Os velhinhos eram simpáticos e ficamos conversando a distância enquanto as crianças brincavam. Lá pelas tantas o avô me falou que o Antônio nunca tinha cortado o cabelo, mas ele achava que estava na hora de convencê-lo a cortar. Eu sugeri para ele investir essa energia com o intuito de convencê-lo a usar máscara, pois para a saúde coletiva isso interessa mais do que o menino de cabelo curto. Conversa vem, conversa vai as crianças se divertindo o menino chegou perto do avô e disse algo baixinho ao que o avô respondeu:

  • Claro, vai lá dar um abraço na amiguinha.

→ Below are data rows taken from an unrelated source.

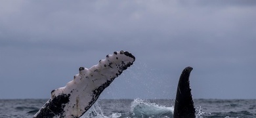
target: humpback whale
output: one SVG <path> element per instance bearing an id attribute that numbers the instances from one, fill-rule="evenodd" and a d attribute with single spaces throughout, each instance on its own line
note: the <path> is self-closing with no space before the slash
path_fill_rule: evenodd
<path id="1" fill-rule="evenodd" d="M 192 67 L 188 66 L 183 69 L 181 75 L 177 89 L 173 118 L 196 117 L 189 81 L 189 76 L 192 69 Z"/>
<path id="2" fill-rule="evenodd" d="M 33 117 L 79 117 L 96 101 L 102 92 L 135 57 L 129 52 L 114 52 L 89 69 L 81 67 L 79 73 L 64 87 L 51 92 L 51 98 Z"/>

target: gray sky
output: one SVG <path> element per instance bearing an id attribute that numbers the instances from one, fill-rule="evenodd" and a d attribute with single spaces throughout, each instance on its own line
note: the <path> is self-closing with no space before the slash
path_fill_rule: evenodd
<path id="1" fill-rule="evenodd" d="M 136 61 L 100 98 L 256 98 L 256 1 L 1 1 L 0 98 L 49 98 L 114 51 Z"/>

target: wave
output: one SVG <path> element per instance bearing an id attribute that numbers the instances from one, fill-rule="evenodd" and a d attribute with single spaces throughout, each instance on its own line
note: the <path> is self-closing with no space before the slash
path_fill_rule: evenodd
<path id="1" fill-rule="evenodd" d="M 139 98 L 131 103 L 131 112 L 136 117 L 173 117 L 173 107 L 161 106 Z"/>

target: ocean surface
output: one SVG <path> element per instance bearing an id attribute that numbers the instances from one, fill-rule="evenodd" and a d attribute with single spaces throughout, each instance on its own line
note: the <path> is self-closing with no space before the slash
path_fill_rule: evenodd
<path id="1" fill-rule="evenodd" d="M 47 99 L 0 100 L 0 118 L 32 117 Z M 256 117 L 256 100 L 194 100 L 196 117 Z M 98 100 L 81 117 L 173 117 L 173 100 Z"/>

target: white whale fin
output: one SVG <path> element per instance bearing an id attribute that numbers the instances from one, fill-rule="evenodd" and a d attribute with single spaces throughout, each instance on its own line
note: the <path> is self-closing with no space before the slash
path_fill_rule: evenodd
<path id="1" fill-rule="evenodd" d="M 79 117 L 135 60 L 135 57 L 128 52 L 114 52 L 89 69 L 79 68 L 74 80 L 52 91 L 50 100 L 34 117 Z"/>

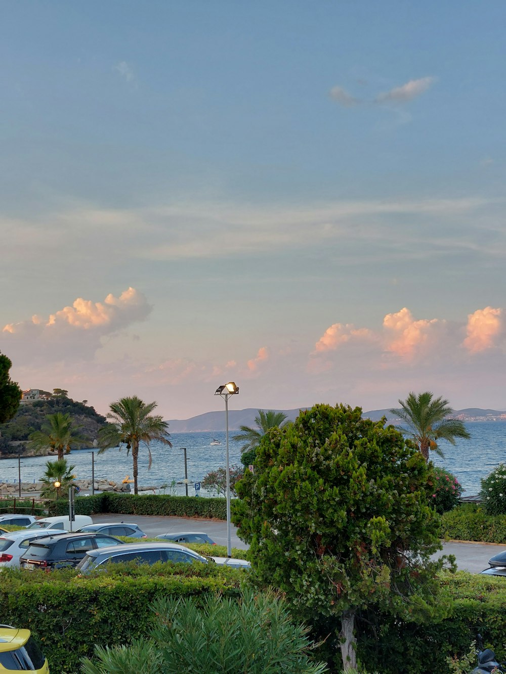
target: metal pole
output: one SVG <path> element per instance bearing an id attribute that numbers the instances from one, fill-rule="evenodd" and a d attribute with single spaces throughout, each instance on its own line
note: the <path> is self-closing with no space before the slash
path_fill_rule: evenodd
<path id="1" fill-rule="evenodd" d="M 229 462 L 229 396 L 225 396 L 225 421 L 227 434 L 227 556 L 232 555 L 232 534 L 230 526 L 230 464 Z"/>
<path id="2" fill-rule="evenodd" d="M 183 448 L 184 450 L 184 486 L 186 487 L 186 495 L 188 495 L 188 468 L 186 464 L 186 448 Z"/>

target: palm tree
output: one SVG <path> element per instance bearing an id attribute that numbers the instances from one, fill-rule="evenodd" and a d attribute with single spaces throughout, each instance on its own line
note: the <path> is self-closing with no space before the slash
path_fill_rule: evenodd
<path id="1" fill-rule="evenodd" d="M 428 461 L 429 450 L 444 456 L 438 440 L 447 440 L 455 445 L 456 437 L 468 439 L 471 437 L 462 421 L 448 418 L 453 413 L 448 400 L 441 396 L 432 399 L 432 395 L 426 391 L 417 396 L 412 391 L 405 400 L 399 399 L 400 408 L 390 410 L 406 423 L 407 427 L 400 430 L 414 440 L 426 461 Z"/>
<path id="2" fill-rule="evenodd" d="M 109 405 L 110 412 L 107 419 L 111 420 L 104 428 L 99 431 L 99 445 L 101 454 L 110 447 L 119 447 L 121 450 L 125 445 L 127 452 L 132 450 L 134 461 L 134 493 L 138 493 L 137 485 L 137 460 L 139 456 L 139 444 L 144 442 L 149 453 L 149 466 L 151 468 L 151 452 L 149 443 L 151 440 L 159 440 L 165 445 L 172 447 L 167 439 L 169 424 L 161 416 L 151 415 L 157 406 L 156 402 L 146 404 L 137 396 L 131 398 L 121 398 Z"/>
<path id="3" fill-rule="evenodd" d="M 57 499 L 61 492 L 65 493 L 76 477 L 72 474 L 72 470 L 75 468 L 75 466 L 69 466 L 67 459 L 65 458 L 57 459 L 56 461 L 47 461 L 46 470 L 40 478 L 40 481 L 44 483 L 40 491 L 41 495 L 49 499 L 56 497 Z M 55 487 L 55 483 L 57 481 L 60 483 L 58 487 Z"/>
<path id="4" fill-rule="evenodd" d="M 58 460 L 63 458 L 63 454 L 70 454 L 72 444 L 86 442 L 86 438 L 78 431 L 80 426 L 74 426 L 69 414 L 56 412 L 48 415 L 40 431 L 30 433 L 30 449 L 40 452 L 48 448 L 51 452 L 58 452 Z"/>
<path id="5" fill-rule="evenodd" d="M 240 426 L 241 433 L 233 435 L 233 440 L 244 442 L 241 448 L 242 462 L 244 466 L 248 466 L 254 460 L 256 448 L 260 441 L 270 428 L 282 426 L 287 415 L 283 412 L 275 412 L 274 410 L 258 410 L 258 415 L 255 417 L 256 428 L 250 426 Z"/>

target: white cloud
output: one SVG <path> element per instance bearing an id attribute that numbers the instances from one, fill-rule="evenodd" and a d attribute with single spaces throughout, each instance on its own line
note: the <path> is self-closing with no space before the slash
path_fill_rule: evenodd
<path id="1" fill-rule="evenodd" d="M 333 100 L 345 108 L 353 107 L 360 102 L 358 99 L 348 94 L 345 90 L 340 86 L 333 87 L 330 91 L 330 96 Z"/>
<path id="2" fill-rule="evenodd" d="M 376 98 L 378 103 L 405 103 L 412 100 L 424 94 L 435 82 L 435 78 L 420 78 L 420 80 L 410 80 L 401 86 L 395 87 L 389 91 L 383 92 Z"/>
<path id="3" fill-rule="evenodd" d="M 471 353 L 478 353 L 497 346 L 497 340 L 503 335 L 504 327 L 501 309 L 485 307 L 478 309 L 468 317 L 468 336 L 463 346 Z"/>
<path id="4" fill-rule="evenodd" d="M 120 61 L 119 63 L 116 63 L 113 69 L 119 73 L 125 82 L 132 82 L 135 80 L 134 71 L 125 61 Z"/>
<path id="5" fill-rule="evenodd" d="M 103 302 L 78 297 L 47 319 L 36 315 L 31 320 L 8 324 L 2 336 L 9 353 L 23 362 L 88 359 L 100 348 L 102 338 L 144 320 L 151 309 L 142 293 L 129 288 L 119 297 L 108 295 Z"/>

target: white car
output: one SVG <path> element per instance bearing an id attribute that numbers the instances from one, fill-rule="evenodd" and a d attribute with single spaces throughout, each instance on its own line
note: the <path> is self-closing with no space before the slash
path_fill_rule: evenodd
<path id="1" fill-rule="evenodd" d="M 36 518 L 33 515 L 9 515 L 4 514 L 0 515 L 0 526 L 29 526 Z"/>
<path id="2" fill-rule="evenodd" d="M 52 535 L 57 533 L 64 534 L 65 531 L 51 532 Z M 29 546 L 36 539 L 47 537 L 47 530 L 28 531 L 22 529 L 21 531 L 9 531 L 0 536 L 0 571 L 6 567 L 11 566 L 18 569 L 20 568 L 20 557 L 27 551 Z"/>

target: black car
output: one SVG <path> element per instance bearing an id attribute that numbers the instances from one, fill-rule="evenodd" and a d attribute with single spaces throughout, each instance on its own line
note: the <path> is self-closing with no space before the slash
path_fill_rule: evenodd
<path id="1" fill-rule="evenodd" d="M 77 566 L 90 550 L 124 545 L 122 541 L 105 534 L 57 534 L 37 539 L 20 559 L 22 569 L 62 569 Z"/>

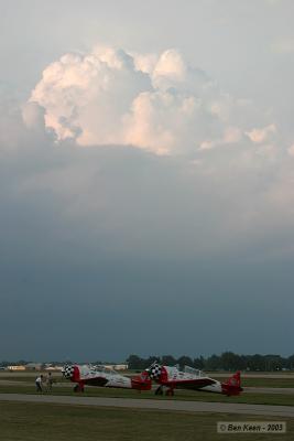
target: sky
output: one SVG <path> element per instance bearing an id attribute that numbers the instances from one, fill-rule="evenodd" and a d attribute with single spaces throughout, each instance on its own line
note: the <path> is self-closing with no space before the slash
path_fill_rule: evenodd
<path id="1" fill-rule="evenodd" d="M 291 355 L 293 1 L 0 7 L 0 359 Z"/>

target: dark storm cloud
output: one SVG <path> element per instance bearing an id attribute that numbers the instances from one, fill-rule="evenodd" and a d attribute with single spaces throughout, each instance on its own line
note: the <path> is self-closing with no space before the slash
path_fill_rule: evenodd
<path id="1" fill-rule="evenodd" d="M 291 351 L 286 165 L 226 173 L 231 154 L 199 166 L 1 123 L 1 358 Z"/>

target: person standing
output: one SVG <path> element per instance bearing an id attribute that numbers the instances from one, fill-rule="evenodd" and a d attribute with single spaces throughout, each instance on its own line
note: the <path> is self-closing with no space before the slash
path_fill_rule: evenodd
<path id="1" fill-rule="evenodd" d="M 37 392 L 43 391 L 42 383 L 43 383 L 43 375 L 39 375 L 39 377 L 36 377 L 35 379 L 35 387 Z"/>
<path id="2" fill-rule="evenodd" d="M 46 378 L 47 392 L 52 391 L 53 383 L 54 383 L 54 379 L 53 379 L 52 373 L 48 373 L 48 376 Z"/>

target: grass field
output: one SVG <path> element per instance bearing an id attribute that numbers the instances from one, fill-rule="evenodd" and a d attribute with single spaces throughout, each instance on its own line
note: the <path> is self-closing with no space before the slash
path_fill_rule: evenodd
<path id="1" fill-rule="evenodd" d="M 294 420 L 285 434 L 219 434 L 217 421 L 266 421 L 272 418 L 226 413 L 188 413 L 91 408 L 48 404 L 0 402 L 3 441 L 221 441 L 250 438 L 293 440 Z M 279 421 L 285 421 L 279 418 Z"/>
<path id="2" fill-rule="evenodd" d="M 31 386 L 0 386 L 0 392 L 3 394 L 35 394 L 35 387 Z M 46 394 L 46 392 L 44 392 Z M 54 395 L 75 395 L 68 387 L 55 387 Z M 276 405 L 294 406 L 293 395 L 282 394 L 242 394 L 238 397 L 226 397 L 221 394 L 197 392 L 189 390 L 176 390 L 174 397 L 154 396 L 152 391 L 138 392 L 137 390 L 109 389 L 102 387 L 86 387 L 83 397 L 118 397 L 118 398 L 142 398 L 160 400 L 188 400 L 188 401 L 210 401 L 210 402 L 243 402 L 250 405 Z"/>
<path id="3" fill-rule="evenodd" d="M 45 373 L 43 373 L 46 375 Z M 13 381 L 34 381 L 34 378 L 36 377 L 37 373 L 1 373 L 0 375 L 0 380 L 13 380 Z M 228 373 L 228 378 L 231 374 Z M 281 374 L 280 374 L 281 375 Z M 58 383 L 67 383 L 65 378 L 62 377 L 61 374 L 53 374 L 54 379 L 56 379 Z M 218 375 L 211 374 L 213 378 L 219 379 L 220 381 L 226 380 L 225 377 L 219 377 Z M 250 375 L 242 376 L 242 386 L 243 387 L 291 387 L 294 388 L 294 375 L 293 378 L 285 376 L 285 378 L 269 378 L 269 375 L 266 373 L 264 374 L 263 377 L 250 377 Z"/>

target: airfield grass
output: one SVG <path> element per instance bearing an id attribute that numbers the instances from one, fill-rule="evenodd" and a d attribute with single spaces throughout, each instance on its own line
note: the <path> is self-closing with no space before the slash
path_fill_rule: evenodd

Eu ouvi e quase tive uma síncope, discretamente saltei feito o homem aranha na frente do menino e disse sorrindo para tentar ser simpática:

  • Não, querido, infelizmente não é época de abraçar os amiguinhos.

O menino ficou me olhando com uma cara meio esquisita, mas desistiu do abraço.

Como assim pode abraçar a amiga? Eu não abraço minhas amigas há mais de um ano, eu não abraço minha prima irmã, bem mais irmã do que prima a mais de quinze meses, as dindas e avós das minhas filhas não abraçam as pequenas desde que a pandemia se estabeleceu! E o avô do Antônio cogita a possibilidade dele abraçar a minha pequerrucha que eu cuido, higienizo e educo para conviver na pandemia? Como assim vovô do Antônio?

Tensão dissipada (já comentei que eu tentava parecer relaxada?), crianças brincando a distância e eu explicando para aqueles avós como era importante a gente se adaptar a situação que vivemos e incorporar novos hábitos, que crianças aprendem rápido e blábláblá. Me viro pra ver a minha filha mais velha que andava de bicicleta quando ouço um barulho de embalagem plástica se abrindo e a voz da avó dizendo:

    Antônio, oferece pra amiguinha!

Rapidamente me virei e novamente Antônio conheceu minha versão mamãe aranha saltando entre ele e minha filha, mas era tarde. A pequena tinha uma pipoquinha nas mãos, vinda daquele saquinho que o Antônio já tinha enfiado a mãozinha sem ter passado nem um pouquinho de álcool, sem eu saber por onde andou a dita mãozinha antes de entrar no pacote e se esfregar nas pipoquinhas. Eu olhei pra ela e disse suave como uma psicopata:

    Meu amor, não dá para tu comer porque não podemos tirar a máscara.

Ela com a agilidade do Kung Fu Panda e a capacidade de desafio que um filho só tem em público, enfiou a pipoquinha com seu dedinho gorducho por dentro da máscara e eu de olhos arregalados, suando frio, ouvi a guloseima, potencialmente infecta, ser mastigada. O som parecia de vidro sendo quebrado.

Pronto acabou o passeio! Passei de todos os limites que me imponho. Os avós do Antônio simpáticos e plenamente ignorantes em protocolos de higiene em pandemia me fizeram tolerar mais do que eu era capaz. Demos tchau e fomos para casa.

Já era final do dia, entrei no ritmo banho e janta, o assunto parecia esquecido dentro da minha cabeça. Quando as meninas já tinham dormido, me deitei na minha cama, li, desliguei a luz e fui dormir, mas quem disse que eu conseguia? Passei a noite me lembrando da cena da pipoquinha e do barulho dela sendo mastigada, do vidro sendo quebrado. Pensava loucamente que se aquela menininha ou qualquer um da nossa casa ficasse doente eu me sentiria culpada eternamente por ter sido seduzida pelo jeito simpático e completamente sem noção dos avós do Antônio, por não ter impedido que aquela pipoquinha fosse ingerida. Meu esquema de segurança tinha sido violado e isso me fez sentir muito pior do que ter criado o meu esquema de segurança. Sou melhor assumidamente tensa do que fingindo ser relaxada, pelo menos para mim mesma. A propósito o que é relaxar? Alguma mãe de crianças e adolescentes ainda lembram o que é?

O episódio foi tão traumático que só escrevi isso depois de passados mais de vinte dias com a certeza que ninguém aqui em casa adoeceu.